# Bout done



## Hydrobell (Jun 6, 2022)

my pictures suck they do this girl no justice. My favorite grow thus far..


----------



## boo (Jun 6, 2022)

look very nice, what is it and how long have you run her...


----------



## Hydrobell (Jun 6, 2022)

Hindu kush. Last 2 weeks of flower


----------



## Hydrobell (Jun 6, 2022)




----------



## Hydrobell (Jun 6, 2022)

I love this strain.. can't wait to try it.. the smell is AMAZING!!!


----------



## SubmarineGirl (Jun 6, 2022)

Very nice. You’re down to the fun part now. I’ll bet it smells amazing too


----------



## pute (Jun 6, 2022)

Sweet


----------



## Hippie420 (Jun 6, 2022)

Don't forget to pick your best bud pic and enter the Bud of the Month contest. Ya get braggin' rights for the rest of the year.
Nice looking ladies ya got there.




__





						June 2022 BPOTM Entries Thread
					

June 2022 Bud Picture of the Month contest has started!  It's time to get those pictures entered for the June 2022 BPOTM contest. Please encourage your friends and new members to enter this month! This contest is ALWAYS more fun with more participants!   There are some rules: 1) One entry per...




					www.marijuanapassion.com


----------



## gmo (Jun 6, 2022)

Damn.  @Hippie420 doing my BPOTM plug.  I appreciate it, brotha!

@Hydrobell looking mighty fine!  Keep it up, and keep it green!


----------



## bigbudsbruddah (Jun 6, 2022)

Looking delicious


----------



## bigsur51 (Jun 6, 2022)

Hydrobell said:


> View attachment 299407
> I love this strain.. can't wait to try it.. the smell is AMAZING!!!

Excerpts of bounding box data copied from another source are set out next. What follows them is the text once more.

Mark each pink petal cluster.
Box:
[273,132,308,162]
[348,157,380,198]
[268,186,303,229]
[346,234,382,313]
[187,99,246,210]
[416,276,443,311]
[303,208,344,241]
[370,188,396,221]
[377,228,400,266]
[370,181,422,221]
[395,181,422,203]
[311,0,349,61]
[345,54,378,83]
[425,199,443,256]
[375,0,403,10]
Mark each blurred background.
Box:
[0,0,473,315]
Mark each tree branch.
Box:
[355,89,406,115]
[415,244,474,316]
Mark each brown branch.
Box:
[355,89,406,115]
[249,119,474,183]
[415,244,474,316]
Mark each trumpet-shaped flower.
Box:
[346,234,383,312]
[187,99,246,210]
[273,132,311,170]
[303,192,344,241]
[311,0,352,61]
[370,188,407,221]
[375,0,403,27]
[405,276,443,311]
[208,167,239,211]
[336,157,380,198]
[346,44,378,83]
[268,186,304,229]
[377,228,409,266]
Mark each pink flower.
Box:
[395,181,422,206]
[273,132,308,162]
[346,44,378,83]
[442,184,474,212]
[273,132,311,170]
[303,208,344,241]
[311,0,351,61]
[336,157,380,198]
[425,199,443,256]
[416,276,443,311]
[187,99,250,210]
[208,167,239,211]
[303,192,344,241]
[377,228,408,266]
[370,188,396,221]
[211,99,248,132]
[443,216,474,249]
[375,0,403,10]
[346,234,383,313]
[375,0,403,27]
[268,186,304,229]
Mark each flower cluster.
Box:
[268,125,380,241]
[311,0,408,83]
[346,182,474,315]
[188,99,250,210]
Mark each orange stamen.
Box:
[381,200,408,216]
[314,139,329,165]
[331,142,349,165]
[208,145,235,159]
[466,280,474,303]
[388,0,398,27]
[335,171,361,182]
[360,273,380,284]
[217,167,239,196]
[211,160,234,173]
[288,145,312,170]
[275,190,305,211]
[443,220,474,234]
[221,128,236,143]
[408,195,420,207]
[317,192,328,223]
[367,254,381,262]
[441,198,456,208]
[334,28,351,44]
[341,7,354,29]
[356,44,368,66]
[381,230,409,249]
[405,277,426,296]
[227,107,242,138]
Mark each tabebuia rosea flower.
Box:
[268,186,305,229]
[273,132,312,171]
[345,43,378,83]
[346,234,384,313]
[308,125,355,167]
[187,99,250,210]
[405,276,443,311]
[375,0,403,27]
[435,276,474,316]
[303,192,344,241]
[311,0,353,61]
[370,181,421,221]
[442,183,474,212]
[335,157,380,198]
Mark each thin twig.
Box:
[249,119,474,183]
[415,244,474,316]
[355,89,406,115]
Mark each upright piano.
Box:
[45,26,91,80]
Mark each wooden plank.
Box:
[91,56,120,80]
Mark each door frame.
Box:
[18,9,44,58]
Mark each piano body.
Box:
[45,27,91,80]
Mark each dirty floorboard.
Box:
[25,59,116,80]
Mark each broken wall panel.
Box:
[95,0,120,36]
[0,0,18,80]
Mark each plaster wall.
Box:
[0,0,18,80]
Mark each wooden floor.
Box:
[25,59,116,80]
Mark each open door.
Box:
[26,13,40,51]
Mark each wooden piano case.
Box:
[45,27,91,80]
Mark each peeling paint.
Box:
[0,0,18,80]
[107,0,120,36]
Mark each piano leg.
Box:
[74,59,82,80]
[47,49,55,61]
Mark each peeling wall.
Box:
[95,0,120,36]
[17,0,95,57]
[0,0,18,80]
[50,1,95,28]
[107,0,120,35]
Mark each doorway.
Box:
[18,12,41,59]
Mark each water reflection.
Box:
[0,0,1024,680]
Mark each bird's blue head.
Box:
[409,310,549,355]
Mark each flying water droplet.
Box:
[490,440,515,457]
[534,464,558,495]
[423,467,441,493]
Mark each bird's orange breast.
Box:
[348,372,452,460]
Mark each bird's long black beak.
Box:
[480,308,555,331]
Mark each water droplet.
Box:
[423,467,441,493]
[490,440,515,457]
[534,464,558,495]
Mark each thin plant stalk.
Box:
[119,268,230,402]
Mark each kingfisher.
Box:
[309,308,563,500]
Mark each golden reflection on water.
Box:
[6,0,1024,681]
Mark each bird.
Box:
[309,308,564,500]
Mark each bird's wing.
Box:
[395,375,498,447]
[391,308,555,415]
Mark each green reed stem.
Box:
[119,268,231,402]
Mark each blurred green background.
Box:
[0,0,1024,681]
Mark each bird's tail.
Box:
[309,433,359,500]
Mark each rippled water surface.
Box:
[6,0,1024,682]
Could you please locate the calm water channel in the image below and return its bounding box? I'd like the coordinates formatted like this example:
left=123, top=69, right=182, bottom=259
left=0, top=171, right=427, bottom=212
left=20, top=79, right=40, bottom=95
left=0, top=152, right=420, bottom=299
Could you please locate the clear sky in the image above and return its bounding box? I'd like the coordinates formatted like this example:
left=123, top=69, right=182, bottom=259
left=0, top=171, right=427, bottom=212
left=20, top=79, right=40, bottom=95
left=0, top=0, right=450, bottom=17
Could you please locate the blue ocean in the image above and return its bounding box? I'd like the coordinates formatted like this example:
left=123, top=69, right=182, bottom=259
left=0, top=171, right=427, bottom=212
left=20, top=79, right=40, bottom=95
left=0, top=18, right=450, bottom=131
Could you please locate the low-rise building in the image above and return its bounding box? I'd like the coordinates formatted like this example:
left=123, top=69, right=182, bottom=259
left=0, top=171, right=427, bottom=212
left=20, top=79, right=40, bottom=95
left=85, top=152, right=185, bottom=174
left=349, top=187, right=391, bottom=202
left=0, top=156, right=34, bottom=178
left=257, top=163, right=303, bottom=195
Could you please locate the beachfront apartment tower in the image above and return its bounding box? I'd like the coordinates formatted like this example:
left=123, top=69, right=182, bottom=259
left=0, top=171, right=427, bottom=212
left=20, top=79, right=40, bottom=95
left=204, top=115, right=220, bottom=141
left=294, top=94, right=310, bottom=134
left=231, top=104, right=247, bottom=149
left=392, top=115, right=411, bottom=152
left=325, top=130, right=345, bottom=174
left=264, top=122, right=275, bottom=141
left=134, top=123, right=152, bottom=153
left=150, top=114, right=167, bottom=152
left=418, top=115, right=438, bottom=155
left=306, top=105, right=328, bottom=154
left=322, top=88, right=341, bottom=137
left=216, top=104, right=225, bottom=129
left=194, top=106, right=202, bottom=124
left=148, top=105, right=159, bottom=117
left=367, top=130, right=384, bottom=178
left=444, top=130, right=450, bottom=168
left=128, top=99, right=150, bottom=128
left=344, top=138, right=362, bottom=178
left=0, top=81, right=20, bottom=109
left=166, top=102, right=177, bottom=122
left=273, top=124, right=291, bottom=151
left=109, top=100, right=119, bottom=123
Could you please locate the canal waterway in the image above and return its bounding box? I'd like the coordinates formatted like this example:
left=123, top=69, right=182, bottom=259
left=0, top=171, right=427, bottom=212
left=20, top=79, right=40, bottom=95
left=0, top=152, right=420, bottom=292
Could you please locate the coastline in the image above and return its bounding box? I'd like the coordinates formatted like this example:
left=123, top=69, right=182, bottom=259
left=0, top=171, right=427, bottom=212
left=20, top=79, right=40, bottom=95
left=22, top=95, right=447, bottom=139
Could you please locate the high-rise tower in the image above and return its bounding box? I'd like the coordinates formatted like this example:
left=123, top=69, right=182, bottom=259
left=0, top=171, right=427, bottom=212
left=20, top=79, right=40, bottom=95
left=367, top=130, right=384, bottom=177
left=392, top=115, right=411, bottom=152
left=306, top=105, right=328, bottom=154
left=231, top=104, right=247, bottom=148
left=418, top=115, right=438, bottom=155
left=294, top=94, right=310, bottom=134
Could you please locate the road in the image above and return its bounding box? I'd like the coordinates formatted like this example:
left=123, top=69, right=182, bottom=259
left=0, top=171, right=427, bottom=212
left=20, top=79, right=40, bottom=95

good looking plant and yeah , looks like you are gonna wait about two weeks so I won’t mention it

amazing as in skunky , fruity , solvent?


----------



## Hydrobell (Jun 7, 2022)

bigsur51 said:


> good looking plant and yeah , looks like you are gonna wait about two weeks so I won’t mention it
> 
> amazing as in skunky , fruity , solvent?


Fruity, sweet,


----------



## Hydrobell (Jun 7, 2022)

Hippie420 said:


> Don't forget to pick your best bud pic and enter the Bud of the Month contest. Ya get braggin' rights for the rest of the year.
> Nice looking ladies ya got there.
> 
> 
> ...


Best pic? They all look good to me lol. Actually, what are you looking for in a good pic.. as in what do you judge them on?


----------



## WeedHopper (Jun 7, 2022)

Members judge the Bud pic of the month by voting for the pic they like the most.
It's a lot of fun for the members. You get a badge by your Avatar for a yr.


----------



## SubmarineGirl (Jun 7, 2022)

Hydrobell said:


> Best pic? They all look good to me lol. Actually, what are you looking for in a good pic.. as in what do you judge them on?


I look for how great they smell. If you can get that smell in the pic you got my vote.  you are right tho, they are all some good looking plant pics


----------



## bigsur51 (Jun 7, 2022)

Hydrobell said:


> Best pic? They all look good to me lol. Actually, what are you looking for in a good pic.. as in what do you judge them on?




fancy cameras , lots of colors , California trim

no one is gonna win by posting any old school photos  but hey , this is the future , right?


----------